Dementia and Communication

With age, many of our patients may be at higher risk of developing dementia. Dementia has a wide range of causes and symptoms, and is most often associated with Alzheimer’s disease. Memory loss, difficulty in communicating, in organizing complex tasks and in coordinating motor functions can add to the challenge of participating in rehabilitation. In pelvic rehabilitation, we are already faced with the importance task of effectively communicating about sensitive topics, obtaining clear consent, and instructing in exercise that may be difficult for the patient to “see” or appreciate in the same way as with a biceps curl or leg raise. How can we set ourselves and our patients up for success when working with a patient who has dementia or other cognitive issues?

An article with a focus on communication with older people who have dementia de Vries, 2013 summarizes practical information that can positively affect our skills in communication with patients who have cognitive dysfunction. From the impact of hearing loss on orientation and sense of vulnerability, to the types of listening skills recognized as means to improve communication, the article integrates a wide range of valuable information.

Some of the suggestions for enhancing interactions with patients who have dementia come from the work of Wilson et al., 2012, and include the following:

  • slow the rate of your speech
  • use verbatim repetition
  • ask questions that can be answered with a “yes” or “no”
  • decrease the complexity of your sentences
  • ask one question at a time give instructions for one idea or concept at a time
  • avoid use of pronouns when able (can be confusing, refer instead to the person)

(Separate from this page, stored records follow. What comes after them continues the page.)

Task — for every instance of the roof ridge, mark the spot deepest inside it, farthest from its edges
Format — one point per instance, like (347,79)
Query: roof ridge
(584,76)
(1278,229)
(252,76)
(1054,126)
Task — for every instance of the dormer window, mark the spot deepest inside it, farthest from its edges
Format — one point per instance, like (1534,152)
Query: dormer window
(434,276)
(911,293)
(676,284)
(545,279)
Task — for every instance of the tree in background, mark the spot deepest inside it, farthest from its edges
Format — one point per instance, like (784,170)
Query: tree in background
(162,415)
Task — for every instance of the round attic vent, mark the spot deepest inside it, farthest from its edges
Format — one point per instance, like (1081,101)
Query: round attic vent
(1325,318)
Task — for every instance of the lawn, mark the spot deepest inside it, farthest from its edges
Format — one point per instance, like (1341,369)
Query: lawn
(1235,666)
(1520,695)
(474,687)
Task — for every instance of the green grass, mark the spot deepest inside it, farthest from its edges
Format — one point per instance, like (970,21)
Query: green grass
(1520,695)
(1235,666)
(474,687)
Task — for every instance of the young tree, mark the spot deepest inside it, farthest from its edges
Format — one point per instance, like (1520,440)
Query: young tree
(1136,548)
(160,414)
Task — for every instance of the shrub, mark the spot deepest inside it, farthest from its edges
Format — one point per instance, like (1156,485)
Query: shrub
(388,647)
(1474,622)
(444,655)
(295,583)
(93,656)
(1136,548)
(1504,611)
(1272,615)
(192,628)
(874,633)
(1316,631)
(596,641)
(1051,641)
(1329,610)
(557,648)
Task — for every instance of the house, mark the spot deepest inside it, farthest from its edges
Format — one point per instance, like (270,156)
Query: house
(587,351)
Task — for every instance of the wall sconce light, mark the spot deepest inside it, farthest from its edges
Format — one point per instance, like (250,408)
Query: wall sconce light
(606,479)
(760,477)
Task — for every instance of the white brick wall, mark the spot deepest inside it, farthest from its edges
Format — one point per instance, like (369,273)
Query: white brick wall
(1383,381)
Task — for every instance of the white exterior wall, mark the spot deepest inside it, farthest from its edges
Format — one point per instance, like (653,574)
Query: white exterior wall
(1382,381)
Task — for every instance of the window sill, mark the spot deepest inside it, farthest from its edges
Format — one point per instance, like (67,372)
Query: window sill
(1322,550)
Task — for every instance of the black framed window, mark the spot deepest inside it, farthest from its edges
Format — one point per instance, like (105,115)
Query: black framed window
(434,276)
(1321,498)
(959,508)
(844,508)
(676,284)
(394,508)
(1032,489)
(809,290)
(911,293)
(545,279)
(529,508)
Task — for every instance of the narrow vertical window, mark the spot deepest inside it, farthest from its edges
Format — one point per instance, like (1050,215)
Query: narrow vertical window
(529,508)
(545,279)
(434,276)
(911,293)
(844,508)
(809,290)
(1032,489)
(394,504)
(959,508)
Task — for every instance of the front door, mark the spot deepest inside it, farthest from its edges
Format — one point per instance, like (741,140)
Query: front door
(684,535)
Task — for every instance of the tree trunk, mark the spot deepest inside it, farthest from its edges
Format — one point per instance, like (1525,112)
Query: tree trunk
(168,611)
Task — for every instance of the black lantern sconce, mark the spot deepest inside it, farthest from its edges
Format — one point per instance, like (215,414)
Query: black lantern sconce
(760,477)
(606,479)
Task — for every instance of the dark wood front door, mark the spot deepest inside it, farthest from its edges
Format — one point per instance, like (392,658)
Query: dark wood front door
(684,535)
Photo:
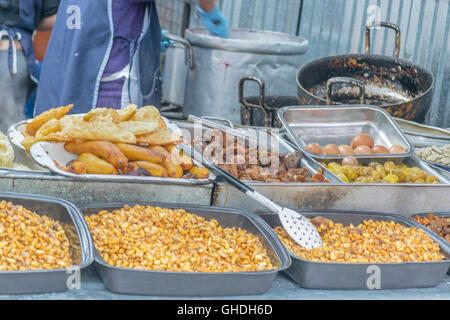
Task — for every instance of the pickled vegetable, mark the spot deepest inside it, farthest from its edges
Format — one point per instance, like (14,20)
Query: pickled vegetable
(376,172)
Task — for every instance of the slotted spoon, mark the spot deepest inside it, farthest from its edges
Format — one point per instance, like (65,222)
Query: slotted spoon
(297,226)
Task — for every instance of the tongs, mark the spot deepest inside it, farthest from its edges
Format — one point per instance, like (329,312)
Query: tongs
(296,225)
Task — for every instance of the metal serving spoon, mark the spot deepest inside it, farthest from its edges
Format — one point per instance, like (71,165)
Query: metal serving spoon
(296,225)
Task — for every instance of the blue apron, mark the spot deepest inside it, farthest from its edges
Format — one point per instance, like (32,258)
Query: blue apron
(76,58)
(30,14)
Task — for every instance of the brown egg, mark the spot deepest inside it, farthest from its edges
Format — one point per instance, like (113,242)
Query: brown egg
(379,149)
(363,149)
(350,161)
(331,149)
(314,148)
(345,149)
(362,139)
(397,149)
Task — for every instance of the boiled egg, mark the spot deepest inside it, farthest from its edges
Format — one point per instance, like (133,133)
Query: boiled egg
(362,139)
(314,148)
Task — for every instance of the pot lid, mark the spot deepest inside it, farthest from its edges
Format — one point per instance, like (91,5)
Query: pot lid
(250,41)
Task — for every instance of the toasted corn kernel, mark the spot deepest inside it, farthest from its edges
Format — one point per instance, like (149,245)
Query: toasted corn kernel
(154,238)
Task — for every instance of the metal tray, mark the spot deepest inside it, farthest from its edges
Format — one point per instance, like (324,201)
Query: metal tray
(412,161)
(54,280)
(142,282)
(189,131)
(40,153)
(422,135)
(320,275)
(438,214)
(339,125)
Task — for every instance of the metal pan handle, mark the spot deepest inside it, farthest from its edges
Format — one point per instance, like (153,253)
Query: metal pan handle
(189,56)
(262,97)
(386,25)
(262,90)
(348,81)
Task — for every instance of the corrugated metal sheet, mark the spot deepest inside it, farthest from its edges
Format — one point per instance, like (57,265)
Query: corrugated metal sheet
(337,27)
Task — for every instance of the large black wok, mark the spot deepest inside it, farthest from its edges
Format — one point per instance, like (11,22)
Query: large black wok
(401,87)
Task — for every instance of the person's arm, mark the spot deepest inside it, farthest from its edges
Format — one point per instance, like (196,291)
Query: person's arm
(46,23)
(213,19)
(48,14)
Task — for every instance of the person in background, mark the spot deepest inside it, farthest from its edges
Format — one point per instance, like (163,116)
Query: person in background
(18,20)
(106,53)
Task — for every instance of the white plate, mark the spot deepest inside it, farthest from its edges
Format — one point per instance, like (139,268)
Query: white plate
(46,153)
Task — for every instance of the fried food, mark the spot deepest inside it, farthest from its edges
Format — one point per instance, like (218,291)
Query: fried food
(159,137)
(138,172)
(178,157)
(56,113)
(199,172)
(174,169)
(155,170)
(369,242)
(102,114)
(136,153)
(96,165)
(77,129)
(106,137)
(74,166)
(126,113)
(139,127)
(104,149)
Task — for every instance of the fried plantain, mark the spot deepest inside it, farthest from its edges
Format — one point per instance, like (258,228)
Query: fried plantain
(155,170)
(56,113)
(96,165)
(136,153)
(174,170)
(104,149)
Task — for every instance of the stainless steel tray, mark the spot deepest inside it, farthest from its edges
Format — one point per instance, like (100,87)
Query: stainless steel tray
(422,135)
(40,155)
(54,280)
(142,282)
(438,214)
(189,132)
(412,161)
(317,275)
(339,125)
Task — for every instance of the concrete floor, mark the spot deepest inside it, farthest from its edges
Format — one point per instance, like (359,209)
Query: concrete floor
(282,289)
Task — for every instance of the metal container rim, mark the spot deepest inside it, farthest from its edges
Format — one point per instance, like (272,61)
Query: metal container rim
(409,223)
(283,257)
(394,60)
(373,108)
(83,234)
(290,45)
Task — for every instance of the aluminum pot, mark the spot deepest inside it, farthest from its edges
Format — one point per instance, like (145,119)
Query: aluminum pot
(261,111)
(212,86)
(179,59)
(401,87)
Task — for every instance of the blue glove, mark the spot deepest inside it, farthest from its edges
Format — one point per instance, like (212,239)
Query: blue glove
(215,22)
(165,43)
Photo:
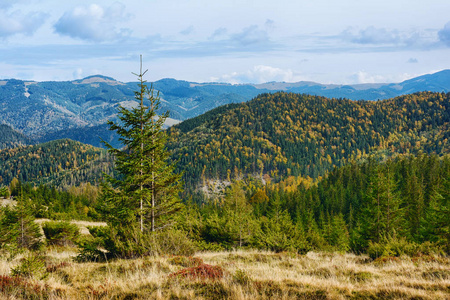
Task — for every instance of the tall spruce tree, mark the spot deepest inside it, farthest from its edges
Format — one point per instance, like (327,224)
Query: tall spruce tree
(145,194)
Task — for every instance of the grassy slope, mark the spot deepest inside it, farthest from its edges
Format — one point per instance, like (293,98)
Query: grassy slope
(247,275)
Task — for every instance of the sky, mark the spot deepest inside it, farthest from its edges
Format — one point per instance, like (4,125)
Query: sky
(325,41)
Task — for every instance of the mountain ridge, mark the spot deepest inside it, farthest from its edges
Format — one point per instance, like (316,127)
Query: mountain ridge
(42,109)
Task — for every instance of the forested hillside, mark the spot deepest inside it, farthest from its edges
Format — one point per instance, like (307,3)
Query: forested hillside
(293,134)
(9,138)
(399,206)
(60,163)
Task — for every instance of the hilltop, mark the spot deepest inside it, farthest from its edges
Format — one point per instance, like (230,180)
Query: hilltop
(298,134)
(51,110)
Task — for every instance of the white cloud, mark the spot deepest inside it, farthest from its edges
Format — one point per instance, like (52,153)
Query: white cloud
(365,77)
(390,37)
(250,36)
(187,31)
(17,22)
(444,34)
(94,23)
(219,32)
(259,74)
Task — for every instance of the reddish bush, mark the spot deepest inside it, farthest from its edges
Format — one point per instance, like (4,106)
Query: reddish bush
(53,268)
(186,261)
(202,271)
(13,285)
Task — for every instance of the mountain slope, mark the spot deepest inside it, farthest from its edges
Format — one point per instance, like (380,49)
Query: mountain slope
(40,109)
(10,138)
(293,134)
(61,162)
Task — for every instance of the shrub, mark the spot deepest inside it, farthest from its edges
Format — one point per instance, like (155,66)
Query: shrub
(203,271)
(172,242)
(186,261)
(18,286)
(241,277)
(108,243)
(31,266)
(60,233)
(396,247)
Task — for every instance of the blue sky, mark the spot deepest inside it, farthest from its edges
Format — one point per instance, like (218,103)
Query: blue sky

Other research-based advice given in the article includes eliminating distraction, such as turning off a radio or television, and avoid interrupting the person who has dementia. Sitting face to face is recommended, as is using non-verbal communication such as facial expressions and gestures. Also very interesting is the idea that using a more controlling tone of voice can lead to increased resistance to care. A terrific strategy that is recommended in the article is this “Ask a colleague to observe your practice…and make notes on how you communicate…” Although being critiqued may feel intimidating, learning how others perceive our use of the above skills can help to optimize communication with patients who have dementia.

Providing optimal communication strategies during rehabilitation is just one of the topics that is discussed in the Institute’s new Geriatric Pelvic Floor Rehab continuing education course. The first opportunity to take this new course is Tampa, Florida this January. The course is taught by Heather Rader who immerses herself in the care of people in the geriatric age range. Her expertise not only in pelvic rehab, but also in adaptations for the geriatric population, billing practices, and marketing will be shared.

De Vries, K. (2013). Communicating with older people with dementia. Nursing older people, (25), 30-7.

Wilson, R., Rochon, E., Mihailidis, A., & Leonard, C. (2012). Examining success of communication strategies used by formal caregivers assisting individuals with Alzheimer’s disease during an activity of daily living. Journal of Speech, Language, and Hearing Research, 55(2), 328-341.